A doctor was employed on a series of fixed term contracts. Her last contract was not renewed because her employer decided to make a permanent appointment to the role she had been performing. She interviewed for the position but was unsuccessful after a competitive recruitment process. Her employer mentioned an alternative role in a lower-ranking post but did not discuss it further with her. The doctor was given three months' notice in writing of the end of her fixed term contract, without mention of a right of appeal or the possibility of alternative employment. She raised a grievance and requested an appeal against the termination of her employment. Her employer acknowledged that it should have offered a right of appeal against the non-renewal of her contract, but did not think that it would have changed the outcome.
The doctor brought a successful claim for unfair dismissal in the ET. Her employer appealed, arguing that informing her of vacancies as required by the Fixed Term Employees Regulations satisfied the requirements of fairness, or at least provided evidence in support of it having acted fairly.

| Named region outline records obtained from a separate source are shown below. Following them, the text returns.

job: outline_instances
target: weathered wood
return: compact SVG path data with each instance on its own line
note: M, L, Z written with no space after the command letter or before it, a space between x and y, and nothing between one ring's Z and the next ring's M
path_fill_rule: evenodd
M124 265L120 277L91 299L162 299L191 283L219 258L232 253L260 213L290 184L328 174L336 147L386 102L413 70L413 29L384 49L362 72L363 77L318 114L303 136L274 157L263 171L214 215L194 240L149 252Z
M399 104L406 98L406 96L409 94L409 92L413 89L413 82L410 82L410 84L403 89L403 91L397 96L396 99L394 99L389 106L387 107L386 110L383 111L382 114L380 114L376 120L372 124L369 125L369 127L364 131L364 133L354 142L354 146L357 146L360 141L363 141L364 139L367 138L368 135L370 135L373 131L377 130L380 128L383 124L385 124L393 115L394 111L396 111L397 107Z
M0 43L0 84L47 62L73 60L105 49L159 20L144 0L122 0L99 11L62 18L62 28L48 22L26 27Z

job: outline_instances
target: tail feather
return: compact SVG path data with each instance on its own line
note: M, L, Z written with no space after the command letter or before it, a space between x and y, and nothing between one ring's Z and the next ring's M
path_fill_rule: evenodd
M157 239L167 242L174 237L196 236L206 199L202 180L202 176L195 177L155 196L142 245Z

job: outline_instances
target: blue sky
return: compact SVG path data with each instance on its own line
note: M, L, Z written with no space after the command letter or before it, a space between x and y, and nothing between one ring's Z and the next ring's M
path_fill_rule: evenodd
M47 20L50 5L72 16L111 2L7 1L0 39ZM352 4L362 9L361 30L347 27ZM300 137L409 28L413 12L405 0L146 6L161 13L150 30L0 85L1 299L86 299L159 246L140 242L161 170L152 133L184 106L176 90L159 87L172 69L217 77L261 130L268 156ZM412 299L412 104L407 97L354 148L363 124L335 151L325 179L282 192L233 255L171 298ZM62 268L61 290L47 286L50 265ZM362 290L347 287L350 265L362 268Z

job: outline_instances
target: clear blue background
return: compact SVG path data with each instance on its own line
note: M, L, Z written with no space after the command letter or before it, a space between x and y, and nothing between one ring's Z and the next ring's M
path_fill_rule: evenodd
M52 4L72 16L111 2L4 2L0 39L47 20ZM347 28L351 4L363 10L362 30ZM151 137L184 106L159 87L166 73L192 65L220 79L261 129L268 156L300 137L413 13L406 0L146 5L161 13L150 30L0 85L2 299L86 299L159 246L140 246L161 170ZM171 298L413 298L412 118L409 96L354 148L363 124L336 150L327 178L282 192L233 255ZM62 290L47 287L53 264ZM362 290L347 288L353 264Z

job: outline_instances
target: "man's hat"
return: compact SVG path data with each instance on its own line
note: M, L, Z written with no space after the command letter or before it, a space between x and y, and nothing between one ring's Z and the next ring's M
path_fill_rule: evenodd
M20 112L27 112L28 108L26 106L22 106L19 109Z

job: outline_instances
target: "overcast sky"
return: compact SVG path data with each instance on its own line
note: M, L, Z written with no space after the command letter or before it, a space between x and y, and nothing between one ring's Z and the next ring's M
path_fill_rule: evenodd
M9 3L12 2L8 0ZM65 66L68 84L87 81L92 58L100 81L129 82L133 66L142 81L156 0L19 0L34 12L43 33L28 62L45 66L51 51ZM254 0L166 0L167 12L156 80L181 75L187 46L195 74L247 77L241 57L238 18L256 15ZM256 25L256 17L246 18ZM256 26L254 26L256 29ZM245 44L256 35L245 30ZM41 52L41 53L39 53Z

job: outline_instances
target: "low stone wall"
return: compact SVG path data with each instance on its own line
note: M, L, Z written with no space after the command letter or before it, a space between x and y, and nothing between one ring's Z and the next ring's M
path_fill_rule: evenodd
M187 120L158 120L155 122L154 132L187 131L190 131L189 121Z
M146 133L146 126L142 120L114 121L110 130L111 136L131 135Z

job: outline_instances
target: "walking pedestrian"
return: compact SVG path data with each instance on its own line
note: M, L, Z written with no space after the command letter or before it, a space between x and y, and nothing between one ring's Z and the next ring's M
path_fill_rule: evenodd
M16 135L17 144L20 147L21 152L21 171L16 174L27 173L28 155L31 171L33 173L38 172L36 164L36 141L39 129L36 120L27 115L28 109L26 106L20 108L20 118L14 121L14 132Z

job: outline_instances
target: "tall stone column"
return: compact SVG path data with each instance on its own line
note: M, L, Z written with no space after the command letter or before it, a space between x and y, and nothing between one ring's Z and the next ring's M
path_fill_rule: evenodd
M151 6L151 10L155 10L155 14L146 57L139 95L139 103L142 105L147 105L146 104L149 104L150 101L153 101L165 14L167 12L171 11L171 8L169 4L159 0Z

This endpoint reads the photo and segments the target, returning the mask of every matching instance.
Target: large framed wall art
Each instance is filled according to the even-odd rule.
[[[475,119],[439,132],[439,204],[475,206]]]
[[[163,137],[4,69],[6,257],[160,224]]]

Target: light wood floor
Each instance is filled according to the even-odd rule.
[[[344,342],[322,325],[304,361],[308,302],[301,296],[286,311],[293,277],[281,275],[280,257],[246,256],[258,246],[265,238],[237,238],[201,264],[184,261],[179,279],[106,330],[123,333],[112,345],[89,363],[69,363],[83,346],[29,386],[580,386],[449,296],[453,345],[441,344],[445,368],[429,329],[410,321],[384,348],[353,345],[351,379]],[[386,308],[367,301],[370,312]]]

The EAT dismissed the appeal and concluded that compliance with the Fixed Term Employee Regulations does not of itself create a defence to an unfair dismissal claim. Whether an employee is treated fairly is a question of fact. Usually, when an employer decides not to renew a fixed term contract it can rely on "some other substantial reason" (SOSR) as the potentially fair reason for dismissal. In these circumstances however, the Tribunal was entitled to find that the dismissal was unfair due to the employer’s failure to expand upon its initial discussion with the doctor regarding alternative roles, and not providing a right of appeal against the non-renewal of her contract.
Whilst there is no universal obligation to offer alternative employment for an employee on a fixed-term contract, the employer had chosen to engage in such discussions in this case, and therefore it was unfair that it later decided not to pursue that option with her.